Source: FE Analytics

“After a long period of low real interest rates resulting in growth outperforming value stocks we believe value is inexpensive versus growth,” said the Hermes fund manager. “For example, we are seeing attractive investment opportunities in the oil services sector and US regional banks.

“In Japan we are also finding stocks with strong fundamentals at attractive prices. We believe 2019 will be a strong year for investors focusing on a wider range of fundamental characteristics.”

Additionally, Lode warned that the fundamentals for different assets had changed with the prospect of a positive real return through investing US Treasuries.

Indeed, companies now face a higher cost of debt posing a new challenge for businesses, while political uncertainty and a potential trade war could further increase the cost of doing business, according to the manager.

Yet, Jeremy Podger, portfolio manager on the Fidelity Global Special Situations fund, says equities remain attractively-valued relative to bonds.

The FE Alpha Manager said that next year has the potential to be a good year for equities supported by decent earnings growth, although much depends on the actions of policymakers.

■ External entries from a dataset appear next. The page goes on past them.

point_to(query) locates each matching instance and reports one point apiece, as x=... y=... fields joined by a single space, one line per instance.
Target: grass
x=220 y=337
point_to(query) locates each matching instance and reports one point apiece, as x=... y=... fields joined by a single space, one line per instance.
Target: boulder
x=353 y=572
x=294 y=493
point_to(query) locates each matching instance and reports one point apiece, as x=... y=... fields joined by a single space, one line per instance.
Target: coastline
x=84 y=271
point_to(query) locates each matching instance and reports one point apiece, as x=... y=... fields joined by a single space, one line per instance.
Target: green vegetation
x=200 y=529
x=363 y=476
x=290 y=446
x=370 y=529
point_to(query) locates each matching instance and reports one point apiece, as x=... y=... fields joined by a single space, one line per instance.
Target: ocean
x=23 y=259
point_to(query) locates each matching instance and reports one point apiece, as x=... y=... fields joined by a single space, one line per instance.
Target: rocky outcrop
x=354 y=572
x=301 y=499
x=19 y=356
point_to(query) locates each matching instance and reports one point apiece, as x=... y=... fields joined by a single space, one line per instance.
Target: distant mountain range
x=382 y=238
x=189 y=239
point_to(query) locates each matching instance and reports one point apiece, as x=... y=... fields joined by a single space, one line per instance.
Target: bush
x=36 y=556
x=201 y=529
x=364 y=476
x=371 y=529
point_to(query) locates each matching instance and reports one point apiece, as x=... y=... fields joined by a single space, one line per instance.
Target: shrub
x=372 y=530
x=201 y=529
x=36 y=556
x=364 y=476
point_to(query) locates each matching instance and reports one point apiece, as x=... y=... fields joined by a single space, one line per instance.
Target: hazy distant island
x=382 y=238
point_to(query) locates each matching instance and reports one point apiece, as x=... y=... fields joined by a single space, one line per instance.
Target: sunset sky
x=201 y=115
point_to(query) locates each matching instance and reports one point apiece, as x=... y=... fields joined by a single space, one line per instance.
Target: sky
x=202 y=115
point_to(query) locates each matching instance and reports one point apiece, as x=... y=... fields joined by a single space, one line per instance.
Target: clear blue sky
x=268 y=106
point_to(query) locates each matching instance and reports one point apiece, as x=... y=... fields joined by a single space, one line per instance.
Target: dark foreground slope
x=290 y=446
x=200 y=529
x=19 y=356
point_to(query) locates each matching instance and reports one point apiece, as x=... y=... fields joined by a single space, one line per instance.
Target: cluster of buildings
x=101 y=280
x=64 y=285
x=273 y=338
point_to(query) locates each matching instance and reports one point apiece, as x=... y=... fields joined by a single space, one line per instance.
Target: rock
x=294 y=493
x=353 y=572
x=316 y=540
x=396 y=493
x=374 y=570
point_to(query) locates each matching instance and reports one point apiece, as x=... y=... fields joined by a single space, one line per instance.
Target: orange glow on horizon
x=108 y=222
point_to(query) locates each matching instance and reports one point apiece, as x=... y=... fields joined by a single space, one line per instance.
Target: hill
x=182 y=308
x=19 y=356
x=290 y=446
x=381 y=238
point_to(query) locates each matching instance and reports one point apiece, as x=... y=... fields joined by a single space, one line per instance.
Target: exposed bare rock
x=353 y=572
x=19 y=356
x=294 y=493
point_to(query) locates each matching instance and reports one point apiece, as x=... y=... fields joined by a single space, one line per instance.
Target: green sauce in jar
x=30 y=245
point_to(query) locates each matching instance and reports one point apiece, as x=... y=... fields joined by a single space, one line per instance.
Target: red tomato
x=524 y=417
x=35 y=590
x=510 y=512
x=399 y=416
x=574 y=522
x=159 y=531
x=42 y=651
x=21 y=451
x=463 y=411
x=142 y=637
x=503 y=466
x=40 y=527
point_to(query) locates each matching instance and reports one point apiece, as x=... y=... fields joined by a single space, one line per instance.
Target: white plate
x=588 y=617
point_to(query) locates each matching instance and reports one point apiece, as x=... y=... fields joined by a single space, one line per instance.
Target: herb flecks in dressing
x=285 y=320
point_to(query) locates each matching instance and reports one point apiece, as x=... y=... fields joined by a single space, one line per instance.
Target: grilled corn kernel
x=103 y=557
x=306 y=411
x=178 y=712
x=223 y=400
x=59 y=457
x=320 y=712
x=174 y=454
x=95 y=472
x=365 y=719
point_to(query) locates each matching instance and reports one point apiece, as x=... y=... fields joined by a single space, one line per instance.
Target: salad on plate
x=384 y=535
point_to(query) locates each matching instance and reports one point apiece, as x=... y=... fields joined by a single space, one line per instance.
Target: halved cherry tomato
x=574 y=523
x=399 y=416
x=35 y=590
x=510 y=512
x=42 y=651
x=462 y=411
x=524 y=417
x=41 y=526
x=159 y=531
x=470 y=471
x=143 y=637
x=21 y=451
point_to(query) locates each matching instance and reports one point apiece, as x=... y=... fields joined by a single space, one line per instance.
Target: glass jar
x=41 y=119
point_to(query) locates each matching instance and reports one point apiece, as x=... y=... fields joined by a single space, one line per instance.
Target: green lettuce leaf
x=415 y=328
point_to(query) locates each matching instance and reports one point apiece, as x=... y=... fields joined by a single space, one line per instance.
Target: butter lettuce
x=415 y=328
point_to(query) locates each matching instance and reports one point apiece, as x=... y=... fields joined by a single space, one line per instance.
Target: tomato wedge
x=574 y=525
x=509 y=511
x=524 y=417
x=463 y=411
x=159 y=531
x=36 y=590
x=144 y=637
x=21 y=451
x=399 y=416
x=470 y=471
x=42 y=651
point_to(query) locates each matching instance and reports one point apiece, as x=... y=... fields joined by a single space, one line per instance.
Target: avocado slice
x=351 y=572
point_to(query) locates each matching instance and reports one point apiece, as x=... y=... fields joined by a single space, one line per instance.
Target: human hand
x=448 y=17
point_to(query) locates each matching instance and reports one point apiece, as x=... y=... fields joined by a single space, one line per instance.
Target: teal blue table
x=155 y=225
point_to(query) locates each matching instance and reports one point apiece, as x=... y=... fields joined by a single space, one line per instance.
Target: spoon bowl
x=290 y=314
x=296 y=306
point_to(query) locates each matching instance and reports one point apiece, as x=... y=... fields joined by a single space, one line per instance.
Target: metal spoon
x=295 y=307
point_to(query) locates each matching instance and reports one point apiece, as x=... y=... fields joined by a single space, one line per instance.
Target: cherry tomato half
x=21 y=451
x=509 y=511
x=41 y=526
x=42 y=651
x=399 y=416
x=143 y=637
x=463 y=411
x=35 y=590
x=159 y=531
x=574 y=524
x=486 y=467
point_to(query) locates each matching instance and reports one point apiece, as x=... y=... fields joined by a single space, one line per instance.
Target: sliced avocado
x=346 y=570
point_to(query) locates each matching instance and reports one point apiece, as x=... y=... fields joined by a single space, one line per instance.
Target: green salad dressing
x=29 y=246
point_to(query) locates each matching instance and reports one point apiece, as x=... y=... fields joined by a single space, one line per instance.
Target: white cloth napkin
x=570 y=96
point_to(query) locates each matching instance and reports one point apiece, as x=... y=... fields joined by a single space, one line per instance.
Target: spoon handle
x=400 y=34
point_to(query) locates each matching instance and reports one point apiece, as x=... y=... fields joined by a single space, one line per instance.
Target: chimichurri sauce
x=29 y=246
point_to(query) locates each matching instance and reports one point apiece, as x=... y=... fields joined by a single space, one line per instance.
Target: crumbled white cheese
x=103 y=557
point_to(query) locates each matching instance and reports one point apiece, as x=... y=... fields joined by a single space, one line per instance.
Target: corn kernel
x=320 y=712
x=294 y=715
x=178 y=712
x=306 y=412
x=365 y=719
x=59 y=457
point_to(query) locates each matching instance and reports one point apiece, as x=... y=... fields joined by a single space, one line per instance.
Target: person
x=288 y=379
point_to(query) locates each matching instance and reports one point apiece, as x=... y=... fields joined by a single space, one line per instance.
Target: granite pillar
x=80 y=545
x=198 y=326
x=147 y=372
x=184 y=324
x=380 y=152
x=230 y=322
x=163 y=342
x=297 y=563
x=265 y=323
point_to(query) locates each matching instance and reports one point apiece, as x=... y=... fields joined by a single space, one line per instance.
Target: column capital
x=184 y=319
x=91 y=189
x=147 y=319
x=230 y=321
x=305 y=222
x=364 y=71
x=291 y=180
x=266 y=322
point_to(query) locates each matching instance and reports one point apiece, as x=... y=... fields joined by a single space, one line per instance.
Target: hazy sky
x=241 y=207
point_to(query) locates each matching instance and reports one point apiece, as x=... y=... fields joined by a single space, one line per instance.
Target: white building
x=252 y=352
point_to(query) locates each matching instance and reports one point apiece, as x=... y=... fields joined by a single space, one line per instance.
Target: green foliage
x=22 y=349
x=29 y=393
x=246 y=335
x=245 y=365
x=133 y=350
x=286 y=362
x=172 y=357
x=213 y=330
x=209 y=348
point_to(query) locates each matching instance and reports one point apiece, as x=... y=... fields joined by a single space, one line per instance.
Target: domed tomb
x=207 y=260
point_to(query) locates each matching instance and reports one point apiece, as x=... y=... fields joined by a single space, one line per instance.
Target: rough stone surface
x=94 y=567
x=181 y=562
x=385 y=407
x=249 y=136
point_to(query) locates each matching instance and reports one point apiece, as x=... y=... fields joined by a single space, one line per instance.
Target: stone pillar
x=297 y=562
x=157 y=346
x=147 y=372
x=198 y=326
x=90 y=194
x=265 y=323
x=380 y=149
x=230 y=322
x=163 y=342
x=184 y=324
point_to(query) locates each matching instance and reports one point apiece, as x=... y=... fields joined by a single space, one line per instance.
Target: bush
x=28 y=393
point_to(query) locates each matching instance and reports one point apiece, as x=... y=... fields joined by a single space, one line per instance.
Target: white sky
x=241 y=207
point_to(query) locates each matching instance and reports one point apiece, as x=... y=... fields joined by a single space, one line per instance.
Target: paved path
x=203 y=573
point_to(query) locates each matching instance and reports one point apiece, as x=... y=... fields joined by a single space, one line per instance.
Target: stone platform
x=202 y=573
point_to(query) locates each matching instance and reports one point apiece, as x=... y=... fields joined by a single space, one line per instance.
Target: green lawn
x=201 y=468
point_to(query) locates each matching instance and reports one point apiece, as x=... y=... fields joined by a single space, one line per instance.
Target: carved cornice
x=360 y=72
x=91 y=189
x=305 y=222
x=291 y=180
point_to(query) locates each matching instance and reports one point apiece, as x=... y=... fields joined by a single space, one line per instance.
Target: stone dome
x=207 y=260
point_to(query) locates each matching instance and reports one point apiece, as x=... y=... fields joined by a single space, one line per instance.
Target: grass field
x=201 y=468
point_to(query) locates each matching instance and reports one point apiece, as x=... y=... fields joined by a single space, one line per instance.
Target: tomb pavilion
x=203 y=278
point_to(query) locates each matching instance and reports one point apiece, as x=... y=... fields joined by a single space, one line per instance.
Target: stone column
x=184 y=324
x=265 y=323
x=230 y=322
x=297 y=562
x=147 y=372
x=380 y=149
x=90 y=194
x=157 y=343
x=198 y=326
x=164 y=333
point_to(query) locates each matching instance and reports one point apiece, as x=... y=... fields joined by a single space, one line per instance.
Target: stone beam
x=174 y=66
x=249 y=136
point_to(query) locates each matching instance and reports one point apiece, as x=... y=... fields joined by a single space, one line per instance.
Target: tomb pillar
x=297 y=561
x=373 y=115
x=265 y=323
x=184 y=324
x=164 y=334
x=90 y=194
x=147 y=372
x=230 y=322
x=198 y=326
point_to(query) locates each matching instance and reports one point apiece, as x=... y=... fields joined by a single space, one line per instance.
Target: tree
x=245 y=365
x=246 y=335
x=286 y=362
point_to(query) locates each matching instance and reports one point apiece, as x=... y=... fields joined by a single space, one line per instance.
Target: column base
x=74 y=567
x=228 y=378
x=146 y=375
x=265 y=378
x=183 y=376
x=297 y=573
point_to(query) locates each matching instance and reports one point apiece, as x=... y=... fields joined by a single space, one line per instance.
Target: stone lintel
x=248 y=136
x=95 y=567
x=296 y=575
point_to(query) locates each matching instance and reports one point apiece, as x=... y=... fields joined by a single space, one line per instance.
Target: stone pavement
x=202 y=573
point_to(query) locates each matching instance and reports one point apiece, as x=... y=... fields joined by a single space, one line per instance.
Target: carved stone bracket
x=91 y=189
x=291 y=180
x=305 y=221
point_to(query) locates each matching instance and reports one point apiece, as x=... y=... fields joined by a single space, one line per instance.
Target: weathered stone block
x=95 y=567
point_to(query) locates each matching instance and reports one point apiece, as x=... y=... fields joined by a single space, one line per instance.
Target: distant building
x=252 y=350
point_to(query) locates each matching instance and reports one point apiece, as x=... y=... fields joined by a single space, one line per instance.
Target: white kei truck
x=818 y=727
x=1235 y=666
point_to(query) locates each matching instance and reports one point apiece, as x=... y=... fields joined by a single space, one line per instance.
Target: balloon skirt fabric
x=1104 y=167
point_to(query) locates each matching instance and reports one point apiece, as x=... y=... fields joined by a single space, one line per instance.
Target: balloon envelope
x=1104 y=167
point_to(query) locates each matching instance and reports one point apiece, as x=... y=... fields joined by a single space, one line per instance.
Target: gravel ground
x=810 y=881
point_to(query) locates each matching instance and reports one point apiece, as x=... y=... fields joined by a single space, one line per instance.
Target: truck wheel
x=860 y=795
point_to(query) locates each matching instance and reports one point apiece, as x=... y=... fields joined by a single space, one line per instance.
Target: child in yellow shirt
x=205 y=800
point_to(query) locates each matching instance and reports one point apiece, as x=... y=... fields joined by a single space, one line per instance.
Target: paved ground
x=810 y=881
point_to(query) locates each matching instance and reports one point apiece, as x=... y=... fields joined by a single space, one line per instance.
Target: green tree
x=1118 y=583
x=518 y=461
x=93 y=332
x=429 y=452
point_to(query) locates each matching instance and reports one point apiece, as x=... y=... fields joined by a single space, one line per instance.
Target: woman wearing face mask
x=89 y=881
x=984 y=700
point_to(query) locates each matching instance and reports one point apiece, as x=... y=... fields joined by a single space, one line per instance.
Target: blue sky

“On overall market levels, earnings-based valuations are not problematic,” he said.

“The current trailing price/earnings [P/E] ratio for global equities is around its long-term average and decent company earnings growth in 2018 has translated into much lower forward P/E multiples for both developed market equities as well as emerging market equities. This has brought in a margin of safety that we did not have in 2017.

“Notably, equities remain relatively attractively valued versus bonds from an asset class perspective.”



Indeed, Invesco Perpetual chief economist Nick Greenwood said that while there have been many difficulties for investors, it is unlikely that they will be repeated in 2019 next year.

“2018 has been a year of turmoil with weakness in the bond markets and two significant selloffs in equity markets,” he said.

“In between there were crises in Venezuela, Argentina and Turkey; ongoing Brexit negotiations; a strong rise in the price of oil; and disruptions created by US president Donald’s Trump’s repeated trade measures — all set against a backdrop normalising US interest rates.

“However, 2019 promises to be much calmer, in my view.”

He added: “Though individually damaging, it is my view that these geopolitical events will prove to be no more than waves on the surface of the tide which is the record-breaking expansion of the US business cycle.”

Rather than worrying about geopolitical events, investors should pay greater attention to more immediate trends in markets.

“After a bearish end to 2018, financial market participants are preoccupied with the question of whether a global downturn is imminent,” said Neil Robson, head of global equities at Columbia Threadneedle.

“Yet they should be asking a different question: have they accounted for the way that technology and other factors are transforming business models?”

As the below chart shows, the Nasdaq Composite index – which has a higher weighting to IT companies – has significantly outperformed the S&P 500 over the past 10 years.

Performance of indices over 10yrs

 

Source: FE Analytics

He explained: “After all, the average company's earnings have moved sideways for a decade. Technology firms are among the few 'superstars' that have famously grown earnings in this time, although in fact there are less well-known companies in almost every sector that have done so.”

Robson said the firm are investing in ‘tomorrow’s superstars’: companies with a competitive edge that typically have barriers to entry, can gain market share and harness transformational technology.

“Looking to 2019, one should not be fooled into thinking that cheap companies represent an attractive buying opportunity,” he added. “Innovators are disrupting markets, undercutting prices and driving down profit margins.

“In 2019 we will remain dedicated to pinpointing companies that successfully operate in difficult-to-access areas. They are overwhelmingly harnessing societal change and technology, instead of swimming against the tide.”